Fully 21 years ago, a valued colleague (thanks, Stephanie) sent me this great send-up of chain letters (by email, of course) and I’ve had it in my files ever since. And it is not lost on me that the fact that I’m sharing it here makes it a chain letter of sorts.


Chain Letter Type 1: The Scroll Down

Make a wish!!!

Really, go on and make one!!!

Oh please… that person will never go out with YOU!!!

Wish something else!!!

Not that, you moron!!!

Something else! Quick!!!

Is your finger getting tired yet?

STOP!!!!

Wasn’t that fun? Hope you made a great wish.

Now, to make you feel guilty, here’s what I’ll do. First of all, if you
don’t send this to 5,096 people in the next 5 seconds, you will be attacked by a mad goat and then thrown off a high building into a pile of manure. it’s true! Because, you know, THIS letter isn’t like all of those fake ones, THIS one is TRUE!!

Really!!! Here’s how it goes:

• Send this to 1 person: One person will be mad at you for sending them a stupid chain letter.

• Send this to 2- 5 people: 2-5 people will be mad at you for sending them a stupid chain letter.

• 5-10 people: 5-10 people will be mad at you for sending them a stupid chain letter.

• 10-20 people: 10-20 people will be mad at you for sending them a stupid chain letter.

• 20 to 674,951 people: 20 to 674,951 people will be mad at you for sending them a stupid chain letter.

Thanks!!!! Good Luck!!!

Chain Letter Type 2: Starving Little Boy

Hello, and thank you for reading this letter. You see, there is a starving little boy in Baklaliviatatlaglooshen who has no arms, no legs, no parents, and no goats. This little boy’s life could be saved, because for every time you pass this on, a dollar will be donated to the Little Starving Legless Armless Goatless Boy from Baklaliviatatlaglooshen Fund. Remember, we have no way of counting letters sent and this is all bull. So go on, reach out, Send this to 5 people in the next 47 seconds. Oh, and a reminder if you accidentally send this to 4 or 6 people, you will die instantly.

Thanks again!!

Chain Letter Type 3: The Horror Story

Hi there!! This chain letter has been in existence since 1897. This is absolutely incredible because there was no email then and probably not as many little 8 year olds writing chain letters.

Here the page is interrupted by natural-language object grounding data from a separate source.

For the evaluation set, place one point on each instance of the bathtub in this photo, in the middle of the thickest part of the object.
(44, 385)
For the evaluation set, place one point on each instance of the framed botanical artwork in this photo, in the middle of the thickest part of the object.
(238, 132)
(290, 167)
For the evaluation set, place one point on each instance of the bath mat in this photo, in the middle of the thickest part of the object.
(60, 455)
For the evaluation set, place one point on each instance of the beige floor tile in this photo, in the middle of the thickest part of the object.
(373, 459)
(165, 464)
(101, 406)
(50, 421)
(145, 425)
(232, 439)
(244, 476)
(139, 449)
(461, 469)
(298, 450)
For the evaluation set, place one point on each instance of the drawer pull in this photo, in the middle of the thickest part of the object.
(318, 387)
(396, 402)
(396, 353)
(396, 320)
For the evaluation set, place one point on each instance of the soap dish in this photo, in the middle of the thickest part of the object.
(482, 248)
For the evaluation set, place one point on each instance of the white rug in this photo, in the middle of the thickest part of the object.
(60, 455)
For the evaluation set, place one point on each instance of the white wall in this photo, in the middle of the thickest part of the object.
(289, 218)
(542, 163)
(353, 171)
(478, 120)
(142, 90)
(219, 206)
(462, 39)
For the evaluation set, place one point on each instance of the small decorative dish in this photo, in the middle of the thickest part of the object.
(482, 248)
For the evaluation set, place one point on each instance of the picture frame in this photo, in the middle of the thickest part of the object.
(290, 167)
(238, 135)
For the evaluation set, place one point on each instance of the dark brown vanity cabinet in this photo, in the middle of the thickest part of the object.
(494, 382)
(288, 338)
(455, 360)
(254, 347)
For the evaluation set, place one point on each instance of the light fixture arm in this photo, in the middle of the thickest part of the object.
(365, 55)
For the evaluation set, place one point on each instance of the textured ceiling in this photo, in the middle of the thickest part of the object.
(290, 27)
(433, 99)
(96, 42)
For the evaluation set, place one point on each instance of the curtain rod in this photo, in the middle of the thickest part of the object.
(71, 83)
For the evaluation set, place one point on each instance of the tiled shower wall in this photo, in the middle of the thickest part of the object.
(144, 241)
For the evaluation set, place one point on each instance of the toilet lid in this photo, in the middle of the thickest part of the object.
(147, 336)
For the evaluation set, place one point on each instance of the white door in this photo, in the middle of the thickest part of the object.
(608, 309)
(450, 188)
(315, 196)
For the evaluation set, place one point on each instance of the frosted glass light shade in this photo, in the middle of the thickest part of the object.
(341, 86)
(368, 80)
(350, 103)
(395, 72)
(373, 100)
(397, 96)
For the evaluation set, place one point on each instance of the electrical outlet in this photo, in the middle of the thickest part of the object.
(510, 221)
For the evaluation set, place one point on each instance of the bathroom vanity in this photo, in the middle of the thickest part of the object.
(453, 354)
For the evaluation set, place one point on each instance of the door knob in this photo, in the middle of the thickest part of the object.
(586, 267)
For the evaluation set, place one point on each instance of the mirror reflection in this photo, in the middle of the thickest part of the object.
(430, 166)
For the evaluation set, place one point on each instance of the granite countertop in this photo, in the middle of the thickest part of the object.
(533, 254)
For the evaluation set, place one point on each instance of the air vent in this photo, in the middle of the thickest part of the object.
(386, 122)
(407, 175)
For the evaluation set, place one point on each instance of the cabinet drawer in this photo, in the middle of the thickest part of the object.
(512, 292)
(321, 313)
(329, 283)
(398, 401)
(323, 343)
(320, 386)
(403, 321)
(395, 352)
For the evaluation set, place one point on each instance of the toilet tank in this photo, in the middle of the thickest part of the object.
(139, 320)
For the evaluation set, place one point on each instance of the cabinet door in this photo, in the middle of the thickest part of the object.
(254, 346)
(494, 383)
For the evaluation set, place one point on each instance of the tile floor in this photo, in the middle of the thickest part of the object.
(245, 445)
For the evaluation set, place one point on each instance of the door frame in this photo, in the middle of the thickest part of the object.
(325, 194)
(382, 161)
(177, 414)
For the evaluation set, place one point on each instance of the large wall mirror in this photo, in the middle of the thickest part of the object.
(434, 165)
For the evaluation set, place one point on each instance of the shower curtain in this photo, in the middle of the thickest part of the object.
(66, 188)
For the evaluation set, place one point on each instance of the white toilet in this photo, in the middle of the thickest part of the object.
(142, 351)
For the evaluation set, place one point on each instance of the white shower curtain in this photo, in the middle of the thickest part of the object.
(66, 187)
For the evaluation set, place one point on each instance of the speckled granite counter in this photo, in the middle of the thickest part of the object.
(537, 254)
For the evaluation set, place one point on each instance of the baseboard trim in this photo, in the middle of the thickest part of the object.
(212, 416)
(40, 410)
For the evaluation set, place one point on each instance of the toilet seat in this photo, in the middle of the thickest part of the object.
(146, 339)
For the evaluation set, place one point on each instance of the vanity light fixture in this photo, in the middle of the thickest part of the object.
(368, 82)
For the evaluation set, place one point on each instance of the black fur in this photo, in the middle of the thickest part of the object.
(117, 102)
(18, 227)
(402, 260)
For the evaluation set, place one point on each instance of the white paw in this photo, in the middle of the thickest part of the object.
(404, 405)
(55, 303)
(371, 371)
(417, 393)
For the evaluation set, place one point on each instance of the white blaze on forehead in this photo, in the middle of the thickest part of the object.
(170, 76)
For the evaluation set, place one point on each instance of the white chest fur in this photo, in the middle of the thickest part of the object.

So this is how it works. Pass this on to 15,067 people in the next 7 minutes or something horrible will happen to you like:

Stupid Horror Story #1:
Miranda Pinsley was walking home from school on Saturday. She had recently received this letter and ignored it. She then tripped on a crack in the sidewalk, fell into the sewer, was gushed down a drainpipe in a flood of poopie, and went flying out over a waterfall. Not only did she smell nasty, she died. This Could Happen To You!!!

Stupid Horror Story #2:
Dexter Bip, a 13 year old boy, got a chain letter in his mail and ignored it. Later that day, he was hit by a car and so was his girlfriend. They both died. Their families were so upset that everyone related to them (even by marriage) went crazy and spent the rest of their miserable lives in an institution. This Could Happen To You!!!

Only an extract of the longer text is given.